O líder venezuelano reprovou a ocupação, que agora deve se estender à Síria, por julgá-la “imperialista”. A carta do governante foi lida no plenário da organização pelo chanceler do país, Nicolás Maduro.
No documento, Chávez pede a refundação da ONU como uma entidade capaz de atender às demandas de todos os seus integrantes.

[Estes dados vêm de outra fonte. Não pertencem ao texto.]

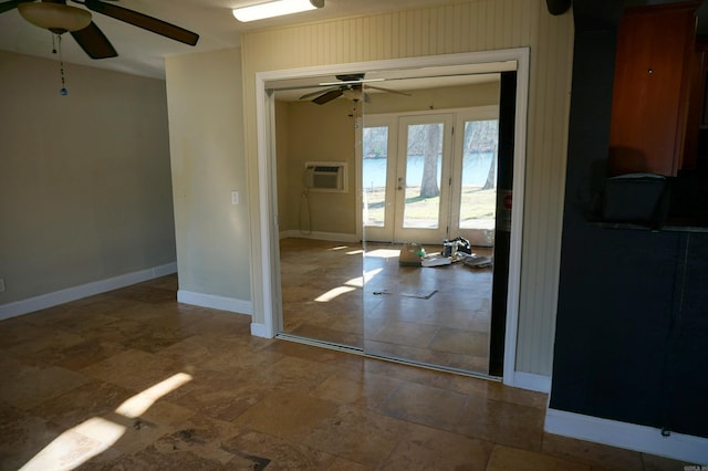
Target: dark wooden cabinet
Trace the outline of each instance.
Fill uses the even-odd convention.
[[[615,59],[611,176],[676,176],[681,168],[699,4],[690,1],[625,11]]]

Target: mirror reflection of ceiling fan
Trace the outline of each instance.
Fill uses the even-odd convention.
[[[199,34],[197,33],[113,3],[101,0],[70,1],[82,4],[96,13],[105,14],[188,45],[195,45],[199,40]],[[92,21],[91,12],[82,8],[70,7],[66,4],[66,0],[9,0],[0,3],[0,13],[15,8],[22,18],[39,28],[50,30],[54,34],[70,32],[91,59],[106,59],[118,55],[111,41]]]
[[[372,85],[369,82],[381,82],[381,78],[364,78],[363,73],[357,74],[342,74],[335,75],[339,82],[330,82],[330,83],[321,83],[322,86],[330,86],[330,88],[319,90],[316,92],[308,93],[302,95],[300,100],[312,100],[312,103],[316,103],[317,105],[324,105],[325,103],[330,103],[331,101],[339,98],[340,96],[344,96],[347,100],[353,102],[366,102],[369,103],[371,98],[367,93],[365,93],[366,88],[377,90],[379,92],[386,93],[395,93],[398,95],[410,96],[409,93],[399,92],[397,90],[384,88],[383,86]]]

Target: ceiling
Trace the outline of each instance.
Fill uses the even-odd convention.
[[[0,0],[2,2],[4,0]],[[324,8],[278,19],[240,23],[231,14],[238,6],[254,0],[119,0],[117,4],[159,18],[199,34],[196,46],[168,40],[100,13],[93,21],[118,52],[117,57],[92,60],[70,34],[62,35],[64,62],[144,75],[165,77],[164,57],[233,48],[243,31],[377,11],[403,10],[451,0],[325,0]],[[76,7],[77,4],[70,4]],[[58,60],[52,54],[52,34],[20,17],[17,9],[0,13],[0,50]]]
[[[0,3],[6,0],[0,0]],[[170,55],[188,54],[238,46],[240,34],[247,30],[270,28],[301,22],[327,20],[332,18],[366,14],[381,11],[404,10],[425,6],[450,3],[455,0],[324,0],[324,8],[296,13],[278,19],[240,23],[231,9],[239,6],[258,3],[260,0],[119,0],[118,6],[159,18],[200,35],[196,46],[185,45],[139,28],[119,22],[100,13],[93,13],[93,21],[106,34],[118,52],[117,57],[91,60],[74,42],[70,34],[62,38],[64,62],[103,67],[135,75],[156,78],[165,77],[164,59]],[[604,0],[617,4],[617,0]],[[624,0],[625,6],[657,4],[677,0]],[[602,8],[603,2],[582,2],[590,10]],[[74,4],[75,3],[71,3]],[[585,14],[587,11],[585,11]],[[603,14],[591,14],[601,18]],[[699,31],[706,30],[708,21],[708,1],[699,9]],[[707,19],[708,20],[708,19]],[[706,31],[702,31],[706,32]],[[52,53],[52,34],[37,28],[20,17],[17,9],[0,13],[0,50],[58,60]]]

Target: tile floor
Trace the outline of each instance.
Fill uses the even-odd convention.
[[[176,290],[0,322],[0,469],[683,470],[544,433],[545,395],[252,337]]]
[[[399,266],[400,245],[280,241],[283,332],[486,375],[492,269]],[[428,253],[439,251],[427,247]],[[480,255],[491,249],[476,248]],[[366,284],[362,285],[362,274]]]

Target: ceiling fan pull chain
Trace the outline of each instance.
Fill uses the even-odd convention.
[[[59,42],[59,73],[62,77],[62,88],[59,91],[60,95],[66,96],[69,95],[69,91],[66,90],[66,83],[64,80],[64,57],[62,56],[62,36],[61,34],[56,34],[56,41]],[[56,51],[54,51],[56,53]]]

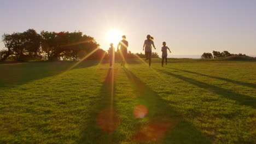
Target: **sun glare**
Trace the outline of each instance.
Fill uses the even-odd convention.
[[[112,29],[107,34],[107,38],[109,43],[113,43],[114,46],[121,40],[121,34],[120,31],[117,29]]]

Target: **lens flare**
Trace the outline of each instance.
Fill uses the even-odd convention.
[[[137,118],[144,118],[148,113],[148,109],[143,105],[139,105],[133,109],[133,115]]]
[[[96,121],[100,128],[106,132],[112,132],[120,124],[118,113],[113,109],[102,110],[98,115]]]
[[[117,45],[121,39],[121,33],[117,29],[112,29],[107,34],[107,39],[109,43]]]

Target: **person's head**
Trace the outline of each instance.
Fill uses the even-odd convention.
[[[166,46],[166,43],[165,43],[165,41],[162,42],[162,45],[163,46]]]
[[[151,35],[150,35],[149,34],[147,35],[147,39],[149,40],[149,39],[151,39],[151,40],[154,40],[154,38],[151,37]]]

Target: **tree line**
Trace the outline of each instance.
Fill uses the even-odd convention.
[[[108,54],[100,49],[100,45],[90,36],[82,32],[48,32],[40,33],[33,29],[20,33],[4,34],[2,41],[5,49],[0,51],[0,61],[79,61],[85,56],[87,59],[107,58]],[[119,53],[117,53],[117,57]],[[145,57],[142,53],[130,51],[128,58]],[[158,57],[157,53],[154,53]]]
[[[238,53],[233,54],[230,53],[227,51],[224,51],[222,52],[219,51],[213,51],[212,53],[204,52],[201,56],[201,58],[215,58],[222,57],[230,57],[230,56],[247,56],[245,54]]]

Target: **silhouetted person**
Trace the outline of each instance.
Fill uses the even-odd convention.
[[[162,67],[164,67],[164,61],[165,59],[165,65],[167,65],[167,50],[168,49],[171,53],[171,51],[170,50],[169,47],[166,46],[166,43],[165,41],[162,42],[162,45],[163,46],[162,47]]]
[[[121,52],[121,65],[125,66],[125,61],[127,57],[127,48],[128,47],[128,41],[126,40],[126,37],[125,35],[122,36],[123,40],[120,41],[118,45],[117,49],[118,50],[120,46],[120,52]]]
[[[145,40],[143,45],[143,51],[144,48],[145,48],[145,55],[146,57],[146,60],[149,59],[149,67],[150,67],[151,65],[151,55],[152,53],[152,45],[154,46],[155,50],[156,49],[153,40],[154,40],[154,38],[151,37],[151,35],[147,35],[147,39]]]
[[[115,58],[115,48],[113,46],[112,43],[110,44],[110,47],[108,50],[108,53],[109,54],[109,67],[112,67]]]

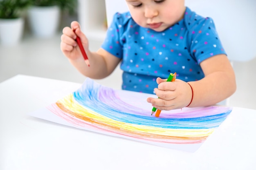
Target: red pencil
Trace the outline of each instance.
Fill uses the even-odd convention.
[[[75,32],[75,30],[74,30],[74,32]],[[88,57],[87,57],[86,53],[85,53],[85,51],[83,49],[83,46],[82,42],[81,42],[81,40],[80,39],[80,38],[77,35],[76,35],[76,42],[77,42],[77,44],[78,44],[78,46],[79,46],[79,49],[80,49],[80,50],[81,51],[82,55],[83,57],[83,58],[84,59],[85,63],[86,63],[88,67],[90,67],[90,63],[89,62]]]

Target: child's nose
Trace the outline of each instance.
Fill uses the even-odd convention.
[[[148,6],[145,8],[145,17],[147,18],[152,18],[158,15],[158,11],[153,6]]]

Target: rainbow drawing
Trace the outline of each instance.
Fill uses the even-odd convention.
[[[171,148],[198,148],[232,111],[217,106],[184,108],[163,110],[156,117],[146,101],[150,95],[115,90],[87,78],[79,89],[47,109],[78,128]]]

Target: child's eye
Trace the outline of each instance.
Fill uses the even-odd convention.
[[[141,5],[142,5],[142,4],[139,4],[137,5],[133,5],[133,7],[134,7],[135,8],[139,7],[141,7]]]
[[[160,3],[163,2],[164,1],[165,1],[165,0],[155,0],[155,3],[157,3],[157,4],[160,4]]]

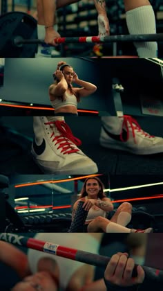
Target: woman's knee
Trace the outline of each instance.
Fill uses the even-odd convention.
[[[119,209],[121,211],[125,210],[125,211],[132,211],[133,206],[131,203],[128,202],[123,202],[121,206],[119,206]]]

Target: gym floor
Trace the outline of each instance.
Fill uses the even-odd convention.
[[[162,136],[162,117],[133,116],[142,129],[152,135]],[[98,116],[66,118],[73,134],[82,141],[81,150],[93,161],[99,173],[111,175],[162,175],[163,173],[163,153],[137,156],[128,152],[110,150],[99,145],[101,121]],[[3,126],[10,127],[8,132],[1,125],[0,173],[3,175],[41,174],[38,166],[30,155],[33,138],[32,117],[1,117]],[[21,135],[17,136],[14,131]]]

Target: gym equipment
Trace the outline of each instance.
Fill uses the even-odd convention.
[[[110,258],[107,256],[97,255],[87,252],[56,245],[53,242],[39,240],[17,234],[0,233],[0,240],[10,242],[19,247],[25,247],[37,251],[50,253],[55,256],[95,266],[106,267],[110,261]],[[154,236],[153,233],[152,233],[151,236],[148,236],[146,253],[144,258],[145,263],[148,267],[163,270],[163,263],[162,256],[160,256],[162,251],[162,242],[163,233],[157,233],[157,236]],[[133,276],[137,275],[137,265],[135,265]],[[146,267],[144,266],[143,268],[145,270]]]
[[[37,21],[32,16],[12,12],[0,17],[0,55],[1,58],[33,58],[37,44],[43,44],[37,33]],[[162,42],[163,33],[146,35],[122,35],[105,37],[72,37],[55,39],[55,44],[65,43],[113,43]]]

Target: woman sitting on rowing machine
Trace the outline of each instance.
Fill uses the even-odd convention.
[[[77,103],[81,98],[94,93],[96,86],[79,79],[73,67],[65,62],[58,63],[53,77],[55,82],[49,87],[49,97],[55,115],[77,116]],[[82,87],[74,87],[72,82]]]
[[[132,205],[128,202],[124,202],[118,207],[111,220],[106,218],[107,213],[113,210],[113,204],[109,198],[106,197],[104,193],[104,185],[97,177],[86,179],[81,191],[80,198],[73,205],[73,220],[79,201],[84,202],[83,208],[88,211],[84,232],[148,233],[153,231],[151,227],[144,230],[130,229],[125,227],[131,219]]]

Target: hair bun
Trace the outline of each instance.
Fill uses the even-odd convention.
[[[64,61],[61,61],[58,63],[57,64],[57,69],[59,69],[61,66],[62,66],[63,64],[66,64],[66,62],[64,62]]]

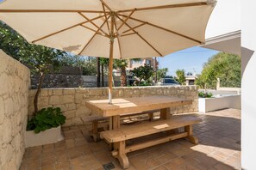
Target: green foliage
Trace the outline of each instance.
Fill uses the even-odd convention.
[[[160,78],[165,78],[166,76],[167,72],[168,72],[168,68],[159,69],[157,70],[158,81]]]
[[[177,81],[180,84],[183,84],[186,81],[184,70],[176,70],[176,76],[177,76]]]
[[[47,73],[49,66],[58,70],[66,52],[27,42],[19,33],[0,21],[0,48],[8,55],[30,66],[32,73]]]
[[[27,131],[34,130],[35,133],[39,133],[53,127],[58,127],[65,122],[66,117],[59,107],[43,108],[28,121]]]
[[[115,59],[113,67],[115,69],[122,69],[128,67],[128,60],[127,59]]]
[[[215,88],[217,78],[222,87],[240,88],[241,81],[240,57],[226,52],[220,52],[211,57],[203,65],[202,75],[196,84],[209,88]]]
[[[213,94],[210,92],[209,93],[199,92],[198,96],[203,98],[211,98],[213,96]]]
[[[134,69],[131,72],[139,79],[138,84],[140,85],[142,80],[147,82],[153,76],[153,69],[150,65],[144,64]]]

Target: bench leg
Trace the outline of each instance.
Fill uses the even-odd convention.
[[[100,141],[100,137],[98,133],[98,121],[92,122],[92,137],[95,142]]]
[[[198,144],[198,139],[196,137],[193,137],[193,126],[187,125],[184,127],[184,131],[188,132],[188,137],[186,137],[189,141],[190,141],[193,144]]]
[[[124,169],[128,168],[129,161],[125,153],[125,141],[115,143],[114,149],[118,152],[117,155],[115,155],[115,157],[118,159],[122,167]]]
[[[148,118],[149,118],[149,121],[153,121],[153,112],[148,113]]]
[[[160,119],[168,119],[170,117],[170,107],[160,109]]]

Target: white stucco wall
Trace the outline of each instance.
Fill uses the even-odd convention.
[[[208,22],[205,38],[240,30],[241,0],[217,0],[217,4]]]
[[[241,5],[241,58],[244,69],[241,86],[241,166],[243,169],[253,170],[256,167],[256,2],[243,0]]]

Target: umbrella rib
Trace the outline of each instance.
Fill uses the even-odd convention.
[[[88,45],[91,43],[91,41],[93,39],[93,38],[97,34],[97,33],[99,32],[100,28],[102,27],[103,27],[103,25],[106,23],[106,21],[109,19],[110,15],[109,15],[109,17],[107,18],[107,20],[105,20],[103,21],[103,23],[99,27],[99,28],[97,30],[97,33],[95,33],[92,37],[90,39],[90,40],[86,43],[86,45],[84,46],[84,48],[81,50],[81,52],[78,53],[78,55],[80,55],[82,53],[82,52],[88,46]]]
[[[125,15],[121,15],[121,14],[119,14],[119,15],[121,15],[121,16],[124,16],[124,17],[128,17],[128,16]],[[181,36],[181,37],[184,37],[184,38],[185,38],[185,39],[190,39],[190,40],[192,40],[192,41],[195,41],[195,42],[197,42],[197,43],[198,43],[198,44],[200,44],[200,45],[203,44],[203,42],[200,41],[200,40],[197,40],[197,39],[193,39],[193,38],[191,38],[191,37],[189,37],[189,36],[187,36],[187,35],[184,35],[184,34],[177,33],[177,32],[175,32],[175,31],[172,31],[172,30],[170,30],[170,29],[166,29],[166,28],[165,28],[165,27],[162,27],[154,25],[154,24],[150,23],[150,22],[148,22],[148,21],[141,21],[141,20],[139,20],[139,19],[137,19],[137,18],[134,18],[134,17],[130,17],[130,19],[131,19],[131,20],[134,20],[134,21],[140,21],[140,22],[147,24],[147,25],[152,26],[152,27],[157,27],[157,28],[162,29],[162,30],[164,30],[164,31],[166,31],[166,32],[169,32],[169,33],[174,33],[174,34],[177,34],[177,35],[178,35],[178,36]]]
[[[91,31],[93,31],[93,32],[97,33],[99,34],[99,35],[102,35],[102,36],[103,36],[103,37],[107,37],[107,38],[109,38],[107,35],[104,35],[104,34],[103,34],[102,33],[97,33],[97,30],[94,30],[94,29],[92,29],[92,28],[91,28],[91,27],[88,27],[84,26],[84,25],[81,25],[81,27],[85,27],[85,28],[87,28],[87,29],[89,29],[89,30],[91,30]]]
[[[102,3],[109,10],[112,11],[112,9],[110,9],[110,7],[103,1],[103,0],[100,0],[102,2]]]
[[[135,9],[134,9],[129,15],[122,21],[122,23],[119,26],[119,27],[117,28],[116,32],[118,32],[121,27],[127,22],[127,21],[132,16],[132,15],[135,12]]]
[[[125,36],[133,35],[133,34],[136,34],[136,33],[130,33],[122,34],[121,37],[125,37]]]
[[[116,30],[117,26],[116,26],[116,17],[114,19],[114,26],[115,26],[115,28]],[[117,35],[117,42],[118,42],[118,46],[119,46],[120,58],[122,58],[122,52],[121,52],[121,42],[120,42],[120,39],[119,39],[119,36],[118,35]]]
[[[124,10],[118,10],[117,13],[130,12],[135,9],[135,11],[141,10],[153,10],[153,9],[173,9],[173,8],[183,8],[183,7],[194,7],[194,6],[203,6],[208,5],[207,3],[179,3],[179,4],[170,4],[170,5],[162,5],[162,6],[154,6],[154,7],[146,7],[146,8],[138,8],[138,9],[130,9]]]
[[[104,4],[103,3],[102,3],[102,5],[103,5],[103,11],[104,11],[105,20],[107,20],[107,14],[106,14],[105,6],[104,6]],[[107,26],[108,26],[109,33],[110,33],[110,28],[109,28],[109,25],[108,21],[107,21]]]
[[[99,19],[99,18],[101,18],[101,17],[103,17],[103,16],[97,16],[97,17],[95,17],[95,18],[91,19],[91,21],[93,21],[93,20],[97,20],[97,19]],[[33,40],[32,43],[35,43],[35,42],[40,41],[40,40],[41,40],[41,39],[47,39],[47,38],[51,37],[51,36],[53,36],[53,35],[55,35],[55,34],[57,34],[57,33],[62,33],[62,32],[64,32],[64,31],[72,29],[72,28],[76,27],[78,27],[78,26],[81,26],[82,24],[84,24],[84,23],[87,23],[87,22],[89,22],[89,21],[83,21],[83,22],[75,24],[75,25],[73,25],[73,26],[71,26],[71,27],[69,27],[61,29],[61,30],[59,30],[59,31],[52,33],[50,33],[50,34],[45,35],[45,36],[43,36],[43,37],[41,37],[41,38],[39,38],[39,39],[35,39],[35,40]]]
[[[141,23],[141,24],[140,24],[140,25],[138,25],[138,26],[135,26],[135,27],[134,27],[133,28],[135,29],[135,28],[140,27],[141,26],[144,26],[144,25],[146,25],[146,22]],[[128,29],[128,30],[122,32],[122,33],[128,33],[128,32],[129,32],[129,31],[131,31],[131,30],[132,30],[132,29]]]
[[[50,13],[50,12],[59,12],[59,13],[104,13],[101,10],[69,10],[69,9],[0,9],[1,13]],[[107,12],[109,13],[109,12]]]
[[[118,15],[116,15],[116,17],[119,18],[119,20],[123,21],[122,18],[119,17]],[[128,23],[125,23],[127,27],[128,27],[130,29],[132,29],[142,40],[144,40],[151,48],[153,48],[159,56],[163,56],[155,47],[153,47],[147,40],[146,40],[138,32],[136,32],[131,26],[129,26]]]
[[[81,12],[78,12],[78,14],[83,16],[84,19],[86,19],[88,21],[90,21],[90,23],[91,23],[92,25],[94,25],[97,28],[98,28],[101,32],[103,32],[105,35],[109,36],[106,32],[104,32],[104,30],[103,30],[101,27],[99,27],[96,23],[94,23],[91,20],[90,20],[90,18],[88,18],[87,16],[85,16],[84,14],[82,14]]]

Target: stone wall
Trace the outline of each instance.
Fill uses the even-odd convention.
[[[171,109],[172,113],[190,112],[198,110],[198,95],[196,86],[178,87],[136,87],[136,88],[115,88],[113,98],[118,97],[140,97],[148,95],[166,95],[192,99],[193,104]],[[34,111],[33,100],[35,90],[29,92],[28,112]],[[39,108],[48,106],[59,106],[66,116],[65,125],[83,124],[81,118],[91,112],[85,107],[85,101],[108,98],[108,89],[100,88],[48,88],[42,89],[39,98]]]
[[[29,70],[0,51],[0,169],[19,169],[25,151]]]
[[[39,83],[39,75],[31,76],[31,88],[36,88]],[[42,88],[78,88],[83,86],[80,75],[47,74]]]

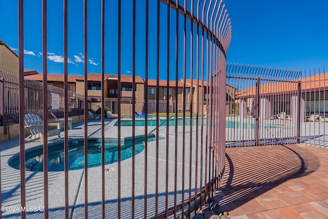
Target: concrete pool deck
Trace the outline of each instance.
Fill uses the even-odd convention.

O presidente argumentou que desde 1945 as guerras se multiplicaram, e a instituição “aprovou, às vezes por ação, outras por omissão, as mais impiedosas injustiças”.
Já os Estados Unidos, segundo ele, são um país que “povoa o mundo com bases militares e que desencadeou guerras, violando a soberania das nações”.
“Por que a ONU não faz nada para deter Washington, que se elegeu juiz do mundo”, questionou em sua carta o mandatário venezuelano.
Chávez lembrou que a organização reconheceu o Conselho Nacional de Transição (CNT) da Líbia, mas não fez o mesmo em relação ao estado palestino, apesar do respaldo da maioria dos membros da ONU.
O líder condenou uma intervenção na Síria e expressou sua solidariedade ao presidente do país árabe, Bashar Al Assad. Além disso, classificou de vergonhoso o embargo americano a Cuba.